The sad fact is that abortions are performed so people don't have to take responsibility for their actions.
Yes they are. An American child is murdered EVERY 24 SECONDS for "convenience."
Excellent. You and Gandu have so far been the only two people to explain to me a condition that would pose a threat to the life of the mother. In all of the conversations I’ve had with pro-choice/abortion types, none have ever identified that condition.
Actually, it’s not true that the baby is usually dead when discovered in ectopics. It is true that they are almost certain to die and are a direct, imminent and life-threatening danger to their mothers. The problem is that they continue to grow or have already grown beyond the size of the fallopian tube.
Where the embryonic human is alive we use the doctrine of unintended consequences or “double effect” to determine the right thing to do.
It’s ethical to remove the diseased tube from the body without the intention to or directly causing the death of the baby. It’s not ethical to cause the death of the child with medicines (methotrexate or RU486) or by scooping the embryo out of the tube while alive, each of which directly causes the death of the child.
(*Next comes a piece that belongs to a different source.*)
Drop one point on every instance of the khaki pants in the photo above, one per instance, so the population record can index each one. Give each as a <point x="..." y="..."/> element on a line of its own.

In one of those demonstration that the right thing to do is *actually* the right thing to do - women are more likely to have successful pregnancies in the future if the more ethical procedure to remove the diseased tube.
The surgical procedure for this is not even considered an abortion procedure. It is simply the medically legitimate excising of a diseased and life-threatening section of an organ (a piece of the Fallopian tube) with the unintended side-effect that the baby cannot survive.
It is not an attack on the baby, and actually, if it were possible to re-implant the embryonic child at a different site (for instance, by somehow stimulating nidation at the fundus of the uterus) it would probably be morally obligatory to try to do so.
In any case, that's a technical option that seems to be beyond the scope of our medical arts --- for now. The intention must always be to try to save both mother and baby IF it is possible to do so.